Friday, November 20, 2015

Being Different People For Fun And Profit

So there was an article in my social feed this week of how B2B leads are much further along in the sales funnel than people generally think. (Hat tip, Demandbase.) Sot when they reach a company to signal interest, the last thing that a sales pro should do is treat them like someone who needs to be sold. Instead, the theory goes, sales needs to think and act more like marketers, and look to solve problems, rather than just close.

My reaction to that was that it, well, seems fairly insulting to sales. In my experience, the best sales guys that I've ever worked with were always about solving problems, rather than just pushing a prospect over the line. That way may help you make a short term goal, but it dooms companies and destroys networks in the long term, because you become known for not taking care of your people. You also fill your funnel with clients that aren't going to be happy.

But more than that, it struck me how the approach that was suggested... is more along the lines of doing business as a creative, even more so than a marketer. Becoming a different person, to some extent, is just the right way to start a creative, especially when you are running a shop that handles a high amount of throughput.

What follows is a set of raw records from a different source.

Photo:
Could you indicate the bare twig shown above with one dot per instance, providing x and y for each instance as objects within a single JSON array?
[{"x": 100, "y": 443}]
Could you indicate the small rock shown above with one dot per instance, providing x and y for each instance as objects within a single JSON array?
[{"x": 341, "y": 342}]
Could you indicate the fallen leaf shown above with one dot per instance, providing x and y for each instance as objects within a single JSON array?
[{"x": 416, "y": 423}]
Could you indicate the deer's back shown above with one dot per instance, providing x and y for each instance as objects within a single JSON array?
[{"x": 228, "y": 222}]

Demographically, we knew who we are reaching in various consumer categories, so changing the pitch to suit -- with varying font and color choices, with language that suited the profile, with selling points that were either emphasized or disregarded -- is just good business. Combine this with moments of charity, otherwise known as never crafting work that is patronizing, but always sympathetic to the lead and their needs, and you can do work that has heart, rather than just technique.

This is, on some level, why clients hire you; because when you just have to work on your own account, you tend to make ads that appeal to the shareholders, rather than the target. It's also why diversity in your team isn't just a winning moment for your HR numbers or company photo, but also something that helps you make better work.

On some level, this aspect of the gig has always seemed to me to have aspects of being a defense attorney, or being able to argue both sides of a case in a mock trial exercise in pre-law or political science courses. (Full disclosure: my second major at college.) It's not a case of being showy and schizophrenic, or clumsily role-playing a different consumer class. Instead, it's trying to understand what's important to the pitched profile and why, then tailoring the work to that person.

It's an exercise in hearing the other side, in valuing the experience and needs of others as if they were your own, and it becomes something that informs and approves your whole life. As a parent, I am more effective if I can understand why my children act the way they do, and come at that from a better starting point. Same goes as a spouse, or to other members of my teams at work, or our clients. No one is acting in bad faith; all have some degree of validity to their point, and need to be accommodated or coached up. Hell, it even makes me better as a friend, since this means I can have people who don't agree with me, at all, politically.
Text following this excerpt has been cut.